We’re not going to say the government was lying when it projected the surplus, but they may have been doing some creative fudging. First, they were optimistic in revenue forecasting, counting on a rebound in oil and potash revenues. Second, they ignored the $700 million in borrowing they had to do just to make the deficit look better than it actually is.
And now, with a second deficit budget in a row, they are in serious breach of their own law, which not only forbids back-to-back deficits, but requires the budget following a deficit year to be in surplus at least equal to the previous year’s deficit.
Oh, but it gets even better. The 2016-17 deficit is not the second, but the third in a row.
Saskatchewan was also supposed to be in surplus for 2014-15, but that’s when oil tanked and with it the good times.
Granted, nobody could have accurately forecasted just how bad it would get, but what happened to our nest egg? The Saskatchewan Party presided over the best of times this province has ever known. Now that things have tightened up, we’ve got nothing to fall back on?
How do they keep getting re-elected? Obviously we don’t care about honesty and debt, we only care about spending despite all the talk of “keeping Saskatchewan strong” by controlling spending and not increasing taxes, what they have really done is defer the burden on future generations.

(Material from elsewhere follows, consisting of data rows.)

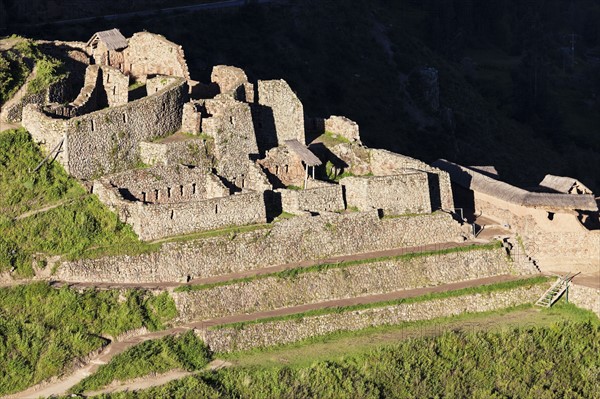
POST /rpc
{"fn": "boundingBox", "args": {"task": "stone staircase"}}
[535,273,575,308]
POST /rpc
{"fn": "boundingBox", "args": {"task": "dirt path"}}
[0,119,21,132]
[185,275,523,329]
[15,198,79,220]
[6,327,188,399]
[52,241,485,290]
[7,275,522,399]
[85,359,232,397]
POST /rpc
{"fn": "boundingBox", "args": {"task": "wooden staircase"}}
[535,273,579,308]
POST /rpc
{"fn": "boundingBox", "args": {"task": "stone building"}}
[18,29,468,240]
[434,160,600,272]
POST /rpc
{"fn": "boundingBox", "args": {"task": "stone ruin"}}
[15,29,453,240]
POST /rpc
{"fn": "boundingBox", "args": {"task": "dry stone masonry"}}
[56,211,464,283]
[202,285,547,352]
[16,29,466,245]
[173,249,532,322]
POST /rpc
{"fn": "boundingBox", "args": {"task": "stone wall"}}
[325,116,361,144]
[340,171,431,215]
[258,80,306,145]
[569,284,600,317]
[202,285,546,352]
[258,146,306,187]
[324,143,373,176]
[133,193,267,240]
[210,65,248,102]
[101,66,129,107]
[474,193,600,272]
[277,184,345,214]
[100,165,229,204]
[123,32,190,82]
[370,149,454,211]
[0,68,64,123]
[140,137,215,169]
[94,178,266,241]
[22,104,70,173]
[181,101,204,134]
[146,75,177,96]
[23,80,187,179]
[202,95,258,189]
[56,212,463,283]
[173,248,514,322]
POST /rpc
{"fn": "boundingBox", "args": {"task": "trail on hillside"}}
[85,359,232,396]
[6,275,522,399]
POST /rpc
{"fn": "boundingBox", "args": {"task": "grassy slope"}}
[17,0,600,189]
[0,283,177,395]
[0,130,155,276]
[81,305,600,399]
[71,331,211,393]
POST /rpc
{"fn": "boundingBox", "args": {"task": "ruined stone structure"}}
[340,171,431,215]
[10,29,506,247]
[324,116,362,144]
[7,30,600,366]
[434,160,600,272]
[174,248,528,321]
[56,211,465,283]
[257,80,306,147]
[196,285,546,352]
[86,29,190,82]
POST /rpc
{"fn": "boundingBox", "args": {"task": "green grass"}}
[70,331,211,393]
[0,283,177,395]
[81,321,600,399]
[0,129,85,217]
[0,130,149,276]
[27,56,68,94]
[212,277,553,334]
[175,242,501,292]
[0,35,40,105]
[317,131,351,147]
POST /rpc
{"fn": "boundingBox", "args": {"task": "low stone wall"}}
[258,80,306,145]
[23,80,187,179]
[57,211,463,283]
[132,193,267,240]
[140,137,215,169]
[0,68,65,123]
[277,184,345,214]
[474,193,600,272]
[369,149,454,211]
[569,284,600,317]
[324,115,361,144]
[197,285,546,352]
[173,248,514,322]
[340,171,431,215]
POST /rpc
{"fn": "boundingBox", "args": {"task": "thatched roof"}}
[433,159,598,211]
[540,175,592,194]
[87,28,127,50]
[285,140,322,166]
[469,166,499,177]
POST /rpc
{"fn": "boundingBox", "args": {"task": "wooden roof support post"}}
[304,164,308,190]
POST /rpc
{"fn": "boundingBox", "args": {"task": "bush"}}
[0,283,176,395]
[27,56,67,94]
[71,331,210,393]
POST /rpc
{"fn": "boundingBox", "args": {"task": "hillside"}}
[9,0,600,191]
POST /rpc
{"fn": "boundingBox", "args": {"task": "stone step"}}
[173,248,514,322]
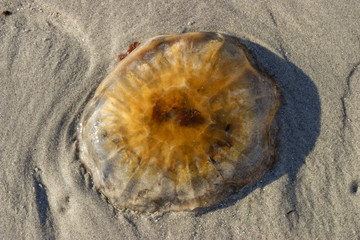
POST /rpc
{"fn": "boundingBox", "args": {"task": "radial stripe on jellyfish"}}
[78,33,280,212]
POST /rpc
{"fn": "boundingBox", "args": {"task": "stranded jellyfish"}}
[78,33,279,212]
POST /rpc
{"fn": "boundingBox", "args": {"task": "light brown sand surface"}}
[0,0,360,239]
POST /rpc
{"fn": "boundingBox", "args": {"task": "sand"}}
[0,0,360,239]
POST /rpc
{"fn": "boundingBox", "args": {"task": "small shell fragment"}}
[78,33,280,212]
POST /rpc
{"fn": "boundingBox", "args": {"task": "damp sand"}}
[0,0,360,239]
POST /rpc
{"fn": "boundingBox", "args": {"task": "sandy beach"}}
[0,0,360,239]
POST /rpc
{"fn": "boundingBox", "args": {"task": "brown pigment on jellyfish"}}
[78,33,280,212]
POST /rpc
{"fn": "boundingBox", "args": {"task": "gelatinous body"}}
[78,33,279,212]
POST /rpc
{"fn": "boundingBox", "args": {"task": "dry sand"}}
[0,0,360,239]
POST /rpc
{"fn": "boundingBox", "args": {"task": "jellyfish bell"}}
[78,33,280,212]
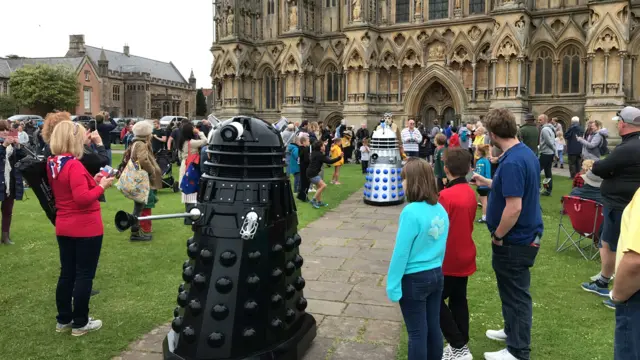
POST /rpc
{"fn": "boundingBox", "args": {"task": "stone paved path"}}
[114,191,402,360]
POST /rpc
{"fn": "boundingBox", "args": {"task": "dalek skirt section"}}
[164,117,316,360]
[364,127,404,205]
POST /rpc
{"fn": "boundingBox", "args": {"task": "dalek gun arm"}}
[115,207,202,232]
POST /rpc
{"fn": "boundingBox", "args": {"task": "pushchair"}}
[156,149,180,192]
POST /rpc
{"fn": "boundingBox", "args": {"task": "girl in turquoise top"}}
[387,158,449,360]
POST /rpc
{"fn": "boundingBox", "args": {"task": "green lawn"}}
[0,160,362,360]
[397,176,615,360]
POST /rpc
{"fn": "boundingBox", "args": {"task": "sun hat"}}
[611,106,640,126]
[580,170,602,188]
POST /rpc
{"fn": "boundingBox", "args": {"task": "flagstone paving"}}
[114,191,402,360]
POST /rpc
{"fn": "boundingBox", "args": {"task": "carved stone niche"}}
[427,41,447,61]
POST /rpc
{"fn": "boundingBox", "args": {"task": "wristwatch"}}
[609,291,624,305]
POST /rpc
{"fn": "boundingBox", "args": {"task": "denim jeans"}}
[491,242,539,360]
[540,154,555,192]
[400,268,444,360]
[107,149,113,166]
[613,291,640,360]
[56,235,102,328]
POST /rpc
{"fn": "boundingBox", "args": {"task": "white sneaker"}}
[56,323,71,332]
[591,272,616,281]
[71,318,102,336]
[450,345,473,360]
[486,329,507,341]
[484,349,518,360]
[442,344,453,360]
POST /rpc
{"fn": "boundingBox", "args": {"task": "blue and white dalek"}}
[364,122,404,206]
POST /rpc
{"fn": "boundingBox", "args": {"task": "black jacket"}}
[307,151,342,179]
[591,131,640,211]
[564,124,584,155]
[96,119,118,150]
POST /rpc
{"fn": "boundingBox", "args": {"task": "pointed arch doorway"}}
[414,81,458,127]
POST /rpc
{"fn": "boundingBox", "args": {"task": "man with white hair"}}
[564,116,584,179]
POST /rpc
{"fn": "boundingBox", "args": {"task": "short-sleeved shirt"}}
[433,146,447,179]
[616,189,640,272]
[487,143,544,245]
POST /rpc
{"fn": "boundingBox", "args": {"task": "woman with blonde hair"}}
[0,120,27,245]
[120,121,162,241]
[47,121,114,336]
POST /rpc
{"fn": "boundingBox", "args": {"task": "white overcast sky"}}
[0,0,213,88]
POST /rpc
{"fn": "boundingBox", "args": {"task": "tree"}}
[196,89,207,116]
[9,64,79,115]
[0,95,18,119]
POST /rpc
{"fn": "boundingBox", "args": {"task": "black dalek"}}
[116,116,316,360]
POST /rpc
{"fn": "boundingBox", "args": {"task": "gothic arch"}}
[404,64,468,114]
[324,111,344,129]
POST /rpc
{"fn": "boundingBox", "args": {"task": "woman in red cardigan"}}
[47,121,114,336]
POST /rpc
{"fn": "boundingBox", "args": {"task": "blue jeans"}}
[400,268,444,360]
[56,235,102,328]
[491,242,539,360]
[613,291,640,360]
[107,149,113,166]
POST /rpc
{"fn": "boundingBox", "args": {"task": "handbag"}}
[116,145,151,204]
[180,141,201,195]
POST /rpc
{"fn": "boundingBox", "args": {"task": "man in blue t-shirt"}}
[473,109,544,360]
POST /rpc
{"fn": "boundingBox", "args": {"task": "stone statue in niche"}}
[227,10,234,35]
[351,0,362,21]
[289,1,298,30]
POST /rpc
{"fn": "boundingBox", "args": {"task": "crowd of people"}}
[387,107,640,360]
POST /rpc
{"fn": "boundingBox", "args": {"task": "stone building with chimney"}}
[211,0,640,143]
[66,35,196,118]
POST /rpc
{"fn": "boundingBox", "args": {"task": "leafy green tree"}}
[0,95,18,119]
[196,89,207,116]
[9,64,79,115]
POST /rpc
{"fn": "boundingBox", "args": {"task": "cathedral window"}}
[429,0,449,20]
[396,0,409,23]
[264,71,276,109]
[111,85,120,101]
[326,66,340,101]
[469,0,485,14]
[534,49,553,94]
[562,46,580,93]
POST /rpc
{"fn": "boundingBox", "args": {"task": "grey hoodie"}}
[538,124,556,155]
[578,129,609,161]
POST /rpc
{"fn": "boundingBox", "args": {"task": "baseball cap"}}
[612,106,640,126]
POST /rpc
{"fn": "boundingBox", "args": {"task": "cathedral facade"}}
[211,0,640,141]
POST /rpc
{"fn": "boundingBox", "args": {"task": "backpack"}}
[600,135,609,155]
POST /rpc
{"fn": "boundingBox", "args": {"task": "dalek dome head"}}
[209,116,284,148]
[202,116,286,181]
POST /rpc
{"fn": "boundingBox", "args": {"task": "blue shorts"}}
[600,207,622,251]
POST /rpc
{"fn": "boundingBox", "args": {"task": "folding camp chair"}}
[556,196,604,260]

Long-term pain for short-term gain is nothing new for politicians, of course, and nobody is better at that than conservatives.
The Saskatchewan Party, like the former federal Conservatives it so admires, is great at talking the talk, but terrible at walking the walk. Under Stephen Harper, the federal debt skyrocketed while Conservative MPs kept repeating the ad nauseum mantra of low taxes. Instead of tax and spend, it was borrow and spend.
Sound familiar? Under Brad Wall, Saskatchewan will sport a $14.8 billion debt by the end of 2017. Contrary to the talk, spending continues apace for 2016-17 with an additional $1.3 billion in debt to keep the deficit “manageable.”
This might all be forgivable if it wasn’t for the hypocrisy. They shout so loud and proud about how financially prudent and competent they supposedly are while demonstrating the exact opposite.
Apparently, though, as long as they are willing to keep paving roads and building schools, we are willing to overlook the integrity issue.
Now, they say, they will balance in 2017-2018 promising transformational change. Again, they’re counting on a bounce back in commodity prices of which there is no indication. As recently as last week, potash industry experts were predicting several years of stagnant prices in the $200 to $300 range.
Oil futures are no better. Despite some recent buoyancy due to unrest in Nigeria, long-term forecasts remain tempered in that sector.
In short, we are either in for some shocking austerity going forward or more of the status quo deficits, borrowing and spending beyond our means.
We don’t know which is worse, but either way, we got what we voted for.
And that is a tribute to Brad Wall’s skill as a politician, not as an economic manager.